Sticking to the actual topic, my mind goes in a different direction. I like the map we have, and I also would love maybe to be able to press a button and see a list of all the teleport points so I can scroll through them and have the map move to them every time I scroll down. That still respects the vision of the devs while helping controller players move around the map a bit easier lol
thatd be nice assuming areas were seperated into seperate sections that you could collapse or jump betweeb w/ bumpers or something. otherwise itll be a LOT of scrolling prob
Yeah, but maybe it's collapsible stuff into named areas like they are today, so maybe it's super simple yet very useful?
To be clearer, maybe something like grouping all the "Koro Valley" stuff together into a collapsible list, etc.
Maybe I woke up on the wrong side of the bed, im sorry. I’m not saying others aren't entitled to feedback. My point is just that a feedback post shouldn't be treated as a poll invitation. Even 100 replies out of 10k to 50k+ sales is just a tiny, niche subset of the player base.
As an IT nerd with a dev background, I got defensive because my approach was just: "Hey devs, we have a UI problem." The meme I will show is what happens when backend devs design a UI with zero frontend forethough, it's a usability nightmare haha.
That’s why teams have dedicated UI/UX designers focused on the user experience. They’re usually vastly outnumbered by regular devs or the tight-knit community closest to them (like Discord). But it’s their job to say, "I don't care if you 100 devs understand this because you use it daily. My job is to make this intuitive and fun for the end user."

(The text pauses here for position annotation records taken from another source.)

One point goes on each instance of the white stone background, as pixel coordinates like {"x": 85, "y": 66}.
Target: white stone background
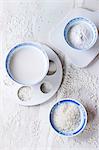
{"x": 27, "y": 128}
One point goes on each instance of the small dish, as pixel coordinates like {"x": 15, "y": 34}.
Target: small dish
{"x": 80, "y": 35}
{"x": 83, "y": 117}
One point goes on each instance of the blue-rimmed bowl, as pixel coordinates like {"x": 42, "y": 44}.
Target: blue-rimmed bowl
{"x": 18, "y": 48}
{"x": 89, "y": 23}
{"x": 83, "y": 115}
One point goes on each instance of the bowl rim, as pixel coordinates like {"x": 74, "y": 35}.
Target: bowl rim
{"x": 93, "y": 26}
{"x": 84, "y": 117}
{"x": 15, "y": 48}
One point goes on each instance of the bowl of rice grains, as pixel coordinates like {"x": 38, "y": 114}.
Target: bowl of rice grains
{"x": 68, "y": 117}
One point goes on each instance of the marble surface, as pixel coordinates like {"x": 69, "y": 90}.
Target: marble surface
{"x": 27, "y": 128}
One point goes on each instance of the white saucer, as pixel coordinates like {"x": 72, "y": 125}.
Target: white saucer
{"x": 56, "y": 38}
{"x": 54, "y": 80}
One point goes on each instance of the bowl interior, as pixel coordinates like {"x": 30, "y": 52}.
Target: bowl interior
{"x": 26, "y": 48}
{"x": 83, "y": 116}
{"x": 90, "y": 26}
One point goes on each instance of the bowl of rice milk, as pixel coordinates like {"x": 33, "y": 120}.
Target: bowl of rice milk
{"x": 27, "y": 63}
{"x": 68, "y": 117}
{"x": 80, "y": 33}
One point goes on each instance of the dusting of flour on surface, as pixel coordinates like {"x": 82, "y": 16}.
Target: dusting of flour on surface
{"x": 66, "y": 117}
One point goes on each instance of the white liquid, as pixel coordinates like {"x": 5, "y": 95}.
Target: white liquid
{"x": 28, "y": 65}
{"x": 81, "y": 36}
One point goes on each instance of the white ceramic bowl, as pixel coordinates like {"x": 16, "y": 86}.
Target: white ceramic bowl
{"x": 23, "y": 46}
{"x": 83, "y": 115}
{"x": 87, "y": 22}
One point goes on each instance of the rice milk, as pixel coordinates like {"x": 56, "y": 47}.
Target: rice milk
{"x": 28, "y": 65}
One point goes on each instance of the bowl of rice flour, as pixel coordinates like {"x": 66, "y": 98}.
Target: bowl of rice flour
{"x": 80, "y": 33}
{"x": 68, "y": 117}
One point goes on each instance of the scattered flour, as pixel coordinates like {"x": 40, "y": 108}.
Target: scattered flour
{"x": 66, "y": 117}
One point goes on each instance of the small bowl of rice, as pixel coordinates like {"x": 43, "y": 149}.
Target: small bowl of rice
{"x": 68, "y": 117}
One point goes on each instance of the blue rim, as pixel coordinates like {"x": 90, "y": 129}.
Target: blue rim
{"x": 75, "y": 20}
{"x": 69, "y": 134}
{"x": 11, "y": 53}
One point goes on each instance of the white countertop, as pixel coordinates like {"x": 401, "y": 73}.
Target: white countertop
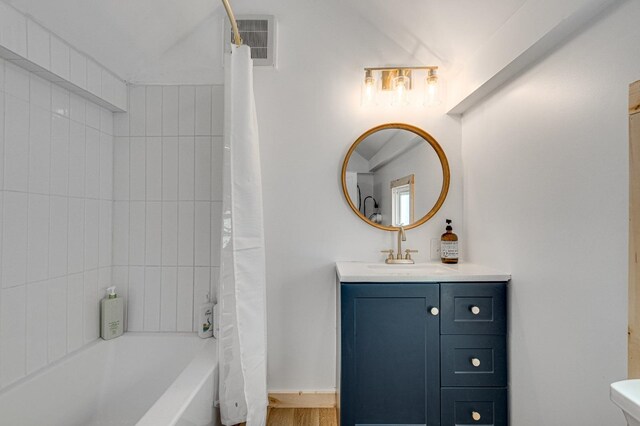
{"x": 419, "y": 272}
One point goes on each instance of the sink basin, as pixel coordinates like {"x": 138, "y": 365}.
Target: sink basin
{"x": 626, "y": 395}
{"x": 420, "y": 269}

This is, to some degree, a UI accessibility issue. If a game wants wide appeal, map design in an exploration game is crucial. CrossCode’s map was polarizing, and now Alabaster Dawn has the same issue for some.
But there has to be a way to meet in the middle! That’s why I actually love seeing other players share concrete ideas, like drawing lines on map screenshots to show solutions. That turns the discussion into a brainstorming session of creative ideas, rather than just a polling session.
I see where you're coming from for sure! I feel that, if you're ok with some feedback, sometimes there might be resistance not because of the idea being bad, but because they way it comes across.
Like here you're saying "Hey devs, we have a UI problem" (which I know you're just making an example, I'm not nitpicking) where the devs clearly and consistently are saying through all the feedback posts that they're more looking for "Hey devs, here's some feedback/challenge I'm having/feature I don't quite like/new idea". We have a ton of experience as individuals, many of us are devs, but that doesn't really translate to such a sharp authority to claim there is a problem with something that might be deliberate.
Once again, I'm super pro feedback so I see this as a great thing! I'm just hopefully trying to show that even if something feels "wrong" to us, it might just be part of the magic that they intend to have and we don't really decide that. Like Resident Evil 1's messy controller... it was part of their goal to stress you out. I'm not whiteknighting here for RFG lol, just saying it's only a problem when it's egregious or not inspired, and I don't think we are there with this feature.
Still, some cool ideas have come out of this thread and I hope they're heard, which is immensely valuable and that's what we should all want!